The only disappointing chapter was the one on the potential for an alien invasion, because it mostly rehashes the same old “they’re out there” versus “if they were out there, they would be here already” argument that every other discussion of potential alien invasion has already gone over, without adding much that’s new or convincing. I’m not sure why very smart people with vast amounts of knowledge are so bad at making the “if they were out there, they would be here already” argument remotely satisfying, but I suspect it has something to do with the fact that it requires astronomers and cosmologists to tread awkwardly into the fields of biology and, worse, highly speculative extraterrestrial psychology (is that even a real field of study? it should be) to discuss what aliens who might or might exist might or might not do when exploring the stars, and that’s not something very many people are good at, at least not very many people who aren’t exobiologists and/or science fiction writers. There’s too little solid science, and it’s too easy to think your way around the oft-discussed problems by applying a little bit of imagination.
On the other hand, my favorite chapter in the book is the last, the one about the eventual, inevitable death of the universe. It’s a topic that is incredibly difficult to wrap your head around, involving time and space scales that are so far outside our comprehension they’re little more than numbers with too many zeroes, and that’s why I love it. The future it describes is so fascinating, so bleak and bizarre and stretching far beyond our ability to understand it, it’s a perfectly weird and wonderful counterpart to the model of how the universe began. Our squishy human minds can’t imagine that kind of emptiness, but maybe that’s what makes it such an irresistible challenge to try.
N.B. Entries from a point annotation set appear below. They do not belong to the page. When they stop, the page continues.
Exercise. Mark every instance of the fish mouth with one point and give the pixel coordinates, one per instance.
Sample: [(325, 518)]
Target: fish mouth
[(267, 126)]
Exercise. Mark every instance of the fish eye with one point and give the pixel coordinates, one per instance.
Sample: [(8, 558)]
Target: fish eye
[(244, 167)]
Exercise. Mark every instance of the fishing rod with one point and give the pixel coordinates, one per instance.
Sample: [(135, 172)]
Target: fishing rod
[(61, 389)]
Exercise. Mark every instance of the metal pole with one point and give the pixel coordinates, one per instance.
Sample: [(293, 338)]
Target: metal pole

Death From the Skies! (the exclamation point is right there on the book’s cover; I’m not adding it for my own nefarious punctuational purposes) is a sneaky book. It lures you in with the promise of planet-incinerating explosions–and, oh, there are some glorious explosions–but also contains a lot of very good, solid science about the large structure of galaxies and the universe, how stars live and die, the best way to go about relocating a planet when it comes time to outrun an exploding star, and the precise anatomical details of the excruciating death waiting for you if you should ever fall into a black hole, which is something I’ve always wondered about but is, alas, rarely discussed in conventional physics texts. Now I know! I do love learning new things.